We Need New Names by NoViolet Bulawayo

Of course we should never judge a book by its cover, and yet this cover is so bright and attractive I was drawn to it in a way I wouldn’t have been if it had been one of those beige books. I’m glad to say the novel inside is as vibrant and fresh as the cover suggests.

This is the story of Darling, ten years old and living in Paradise, a place which is anything but. She has friends: Bastard, Chipo, Godknows, Sbho and Stino. They play together, hunt for guavas in the richer area of Budapest, and talk about escaping their shanty town. Always hungry, no longer at school, with the adults around them struggling under a regime that has robbed them of  money, jobs and homes, Darling and her friends nonetheless fizz with energy and fun. People have to leave Paradise to earn money, Darling’s dad included, although he sends nothing back. Then one day he returns home to die. Chipo is pregnant at 11, the result of rape. All the while the sun burns down and the hunger gnaws. Bulawayo is brilliant at describing this and the necessary bravado these children employ.

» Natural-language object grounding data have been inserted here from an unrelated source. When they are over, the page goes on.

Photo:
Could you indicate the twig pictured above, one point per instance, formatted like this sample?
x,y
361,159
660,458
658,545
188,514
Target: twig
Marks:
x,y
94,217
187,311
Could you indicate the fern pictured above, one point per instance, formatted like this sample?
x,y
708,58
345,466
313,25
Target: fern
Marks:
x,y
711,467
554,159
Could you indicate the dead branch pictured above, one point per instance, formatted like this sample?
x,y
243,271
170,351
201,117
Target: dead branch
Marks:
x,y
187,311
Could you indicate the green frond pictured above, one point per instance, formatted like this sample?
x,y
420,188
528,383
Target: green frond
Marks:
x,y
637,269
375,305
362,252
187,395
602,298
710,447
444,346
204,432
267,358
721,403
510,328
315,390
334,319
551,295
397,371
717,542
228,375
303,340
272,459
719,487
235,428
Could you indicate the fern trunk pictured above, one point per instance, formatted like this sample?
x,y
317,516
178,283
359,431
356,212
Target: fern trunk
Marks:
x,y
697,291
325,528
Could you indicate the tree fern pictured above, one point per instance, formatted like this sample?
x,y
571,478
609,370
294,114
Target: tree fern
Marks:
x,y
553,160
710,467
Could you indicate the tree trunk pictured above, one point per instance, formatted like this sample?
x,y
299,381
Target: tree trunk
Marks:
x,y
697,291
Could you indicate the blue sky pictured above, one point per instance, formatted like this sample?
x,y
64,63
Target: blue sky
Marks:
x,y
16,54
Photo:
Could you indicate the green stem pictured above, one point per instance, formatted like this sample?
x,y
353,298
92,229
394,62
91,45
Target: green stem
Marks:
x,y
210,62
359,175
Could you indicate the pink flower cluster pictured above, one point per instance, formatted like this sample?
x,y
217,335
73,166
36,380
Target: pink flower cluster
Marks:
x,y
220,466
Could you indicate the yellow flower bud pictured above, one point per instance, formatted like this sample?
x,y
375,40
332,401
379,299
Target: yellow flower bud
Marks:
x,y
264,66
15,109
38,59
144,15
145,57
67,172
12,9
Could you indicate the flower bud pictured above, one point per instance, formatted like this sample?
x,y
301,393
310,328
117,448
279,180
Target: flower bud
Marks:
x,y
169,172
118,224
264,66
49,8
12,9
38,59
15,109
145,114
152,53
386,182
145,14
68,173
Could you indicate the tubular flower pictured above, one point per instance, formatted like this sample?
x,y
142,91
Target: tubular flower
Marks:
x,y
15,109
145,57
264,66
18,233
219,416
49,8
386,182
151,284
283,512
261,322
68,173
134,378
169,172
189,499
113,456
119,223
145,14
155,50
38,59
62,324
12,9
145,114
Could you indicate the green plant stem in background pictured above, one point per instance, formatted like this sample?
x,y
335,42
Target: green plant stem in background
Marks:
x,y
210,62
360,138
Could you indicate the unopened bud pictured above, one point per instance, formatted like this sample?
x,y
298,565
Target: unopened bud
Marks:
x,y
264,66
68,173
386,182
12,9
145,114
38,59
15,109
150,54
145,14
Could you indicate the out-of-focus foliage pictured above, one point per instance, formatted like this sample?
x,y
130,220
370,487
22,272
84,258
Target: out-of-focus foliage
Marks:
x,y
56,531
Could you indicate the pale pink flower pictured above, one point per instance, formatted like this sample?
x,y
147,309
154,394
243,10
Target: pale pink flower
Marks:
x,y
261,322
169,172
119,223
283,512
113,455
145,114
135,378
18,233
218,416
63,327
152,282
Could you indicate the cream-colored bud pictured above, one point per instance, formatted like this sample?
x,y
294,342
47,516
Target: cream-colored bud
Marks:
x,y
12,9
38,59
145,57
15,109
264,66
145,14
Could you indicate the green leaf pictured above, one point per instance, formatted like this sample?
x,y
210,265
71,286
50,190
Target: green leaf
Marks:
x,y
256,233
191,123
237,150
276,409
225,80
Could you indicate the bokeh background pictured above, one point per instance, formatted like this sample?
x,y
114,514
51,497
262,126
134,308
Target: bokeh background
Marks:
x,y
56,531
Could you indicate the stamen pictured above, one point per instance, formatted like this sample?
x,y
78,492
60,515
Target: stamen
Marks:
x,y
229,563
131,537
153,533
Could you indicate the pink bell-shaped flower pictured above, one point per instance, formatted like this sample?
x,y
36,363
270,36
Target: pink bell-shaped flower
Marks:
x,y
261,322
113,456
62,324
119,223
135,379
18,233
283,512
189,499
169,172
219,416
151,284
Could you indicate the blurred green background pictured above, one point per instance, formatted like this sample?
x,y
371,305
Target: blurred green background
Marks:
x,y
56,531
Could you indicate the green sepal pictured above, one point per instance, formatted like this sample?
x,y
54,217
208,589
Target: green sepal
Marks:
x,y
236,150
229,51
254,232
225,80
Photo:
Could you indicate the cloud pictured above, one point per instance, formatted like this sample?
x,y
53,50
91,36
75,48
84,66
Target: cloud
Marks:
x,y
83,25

“I used to be very afraid of graveyards and death and such things, but not anymore. There is just no sense being afraid when you live so near the graves; it would be like the tongue fearing the teeth.”

Darling tells her friends her Aunt will be taking her to America, but when Aunt Fostalina actually does, everything reverses. Sometimes it feels a little obvious – Darling is surrounded by food, but the abundance of food means that people obsess about what to eat and over exercise or starve themselves to be thin enough. Snow falls and Darling is colder than she ever imagined possible and longs for the warmth of Paradise. Darling can never return to Zimbabwe because she has no official papers and becomes consumed by a yearning for home and an insurmountable sense of displacement. She belongs nowhere.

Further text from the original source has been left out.